Promotion of Sustainable Development

PLUP was intended to provide foundational inputs to support Compact investments under the Green Prosperity Facility. However, procurement delays under the Project caused PLUP to run concurrently with GP investments. Therefore, although PLUP provided components for effective land use and planning, there is little evidence to suggest any impact on land-use allocation, administration, planning, or management or any alterations in any the use of high conservation value or degraded land.

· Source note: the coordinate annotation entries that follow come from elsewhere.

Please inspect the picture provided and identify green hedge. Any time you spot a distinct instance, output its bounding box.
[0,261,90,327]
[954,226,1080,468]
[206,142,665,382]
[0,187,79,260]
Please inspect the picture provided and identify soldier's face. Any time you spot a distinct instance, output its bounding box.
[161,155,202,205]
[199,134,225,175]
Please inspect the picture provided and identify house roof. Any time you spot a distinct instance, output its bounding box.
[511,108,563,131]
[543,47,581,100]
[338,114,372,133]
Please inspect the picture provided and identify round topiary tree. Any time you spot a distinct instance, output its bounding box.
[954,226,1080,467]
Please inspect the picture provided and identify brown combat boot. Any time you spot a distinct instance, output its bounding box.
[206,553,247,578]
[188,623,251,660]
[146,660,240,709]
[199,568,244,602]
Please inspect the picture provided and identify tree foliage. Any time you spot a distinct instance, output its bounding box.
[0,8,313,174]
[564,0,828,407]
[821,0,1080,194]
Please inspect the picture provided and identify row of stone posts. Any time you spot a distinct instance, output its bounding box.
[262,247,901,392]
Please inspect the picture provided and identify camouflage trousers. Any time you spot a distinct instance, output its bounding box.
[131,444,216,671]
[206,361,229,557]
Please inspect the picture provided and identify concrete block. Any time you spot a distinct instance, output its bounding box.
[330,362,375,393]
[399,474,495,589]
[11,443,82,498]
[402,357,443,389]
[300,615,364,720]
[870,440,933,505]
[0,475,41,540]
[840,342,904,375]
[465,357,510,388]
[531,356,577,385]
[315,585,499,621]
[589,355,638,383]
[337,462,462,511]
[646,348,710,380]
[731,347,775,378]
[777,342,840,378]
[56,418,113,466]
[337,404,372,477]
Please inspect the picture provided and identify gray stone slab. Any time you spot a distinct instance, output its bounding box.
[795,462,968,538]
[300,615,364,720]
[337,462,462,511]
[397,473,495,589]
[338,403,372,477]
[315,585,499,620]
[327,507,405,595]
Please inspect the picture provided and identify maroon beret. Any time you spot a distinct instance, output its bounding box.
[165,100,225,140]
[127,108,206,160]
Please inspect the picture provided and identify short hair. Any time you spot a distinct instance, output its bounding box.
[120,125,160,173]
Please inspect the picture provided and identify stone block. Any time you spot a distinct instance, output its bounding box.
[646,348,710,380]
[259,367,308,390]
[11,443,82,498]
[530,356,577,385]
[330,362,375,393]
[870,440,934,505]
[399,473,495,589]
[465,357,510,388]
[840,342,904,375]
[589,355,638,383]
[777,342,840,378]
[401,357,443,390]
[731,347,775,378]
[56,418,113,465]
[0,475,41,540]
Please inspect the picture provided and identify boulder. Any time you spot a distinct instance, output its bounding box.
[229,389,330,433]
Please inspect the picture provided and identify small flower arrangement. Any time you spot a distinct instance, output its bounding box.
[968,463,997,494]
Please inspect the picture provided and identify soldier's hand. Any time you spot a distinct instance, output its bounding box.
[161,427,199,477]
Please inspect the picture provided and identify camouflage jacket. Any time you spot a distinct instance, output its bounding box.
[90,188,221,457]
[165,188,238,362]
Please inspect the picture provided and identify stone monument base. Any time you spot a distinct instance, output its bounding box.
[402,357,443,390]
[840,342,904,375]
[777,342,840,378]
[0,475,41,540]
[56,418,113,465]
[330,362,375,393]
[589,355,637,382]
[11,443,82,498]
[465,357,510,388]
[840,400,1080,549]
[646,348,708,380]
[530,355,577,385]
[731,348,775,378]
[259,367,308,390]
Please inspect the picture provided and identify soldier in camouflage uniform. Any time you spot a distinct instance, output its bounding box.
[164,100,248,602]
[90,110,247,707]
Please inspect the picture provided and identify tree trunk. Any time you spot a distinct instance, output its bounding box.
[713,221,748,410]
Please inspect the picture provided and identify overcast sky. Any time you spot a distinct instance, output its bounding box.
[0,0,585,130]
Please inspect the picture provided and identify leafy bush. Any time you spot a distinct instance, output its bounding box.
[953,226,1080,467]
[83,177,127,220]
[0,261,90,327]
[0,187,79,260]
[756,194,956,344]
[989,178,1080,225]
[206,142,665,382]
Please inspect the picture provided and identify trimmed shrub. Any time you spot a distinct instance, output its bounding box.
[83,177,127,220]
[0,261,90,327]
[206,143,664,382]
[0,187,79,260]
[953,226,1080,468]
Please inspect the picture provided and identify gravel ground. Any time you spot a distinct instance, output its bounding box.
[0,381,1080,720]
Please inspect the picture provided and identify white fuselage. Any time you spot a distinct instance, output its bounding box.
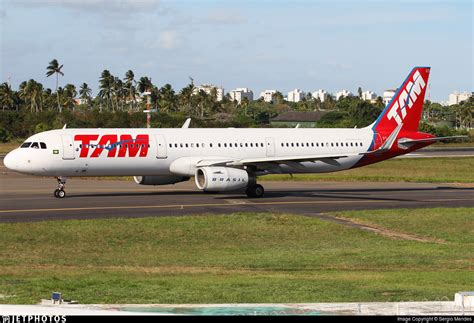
[5,127,374,176]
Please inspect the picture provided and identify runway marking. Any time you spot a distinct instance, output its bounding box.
[0,199,472,214]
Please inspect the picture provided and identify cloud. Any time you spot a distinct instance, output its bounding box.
[158,30,181,50]
[205,10,247,25]
[10,0,160,14]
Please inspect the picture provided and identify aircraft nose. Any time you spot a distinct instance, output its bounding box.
[3,150,16,170]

Similarly, no significant variations in results according geography, sex/marginalized groups, implementer, or contract type were observed.

The focus of PLUP on government entities in land planning and use, rather than multi-stakeholder roles, limited the reach and relevance of PLUP. According to respondents, since PLUP worked largely on Village Boundary Setting and land-use planning at village and district levels, high conservation value land and degraded lands are usually outside the jurisdiction of the actors that it supported. Most high conservation value land and degraded lands are under the auspices of the Ministry of Environment and Forestry rather than local administrative jurisdictions. Therefore, subnational planning has limited bearing on land within the national forest estate.

MCC Learning

  • MCC should be realistic with land investments that have dependencies on or with other non-land investments and ensure appropriately defined achievable project objectives informed by well-designed TOC.
  • MCC should ensure sustainability planning for land and information system investments include securing multi-stakeholder buy-in and by de-risking mechanisms during project design.
  • MCC should utilize comprehensive data quality review processes to determine data availability and accessibility before project implementation.
  • When regulatory and technical reforms are needed, MCC should ensure dialogue and partnership with government agencies start very early in the project.

Evaluation Methods

Evaluation methodology
This final evaluation is primarily an ex-post performance evaluation, occurring four years after the completion of the Activity, the timeline for which short- and medium- term outcomes were anticipated to be realized. Due to COVID-19, data collection consisted of an online survey in 2020 and remote and in-person activities in 10 sampled PLUP districts from November 2021 – January 2022.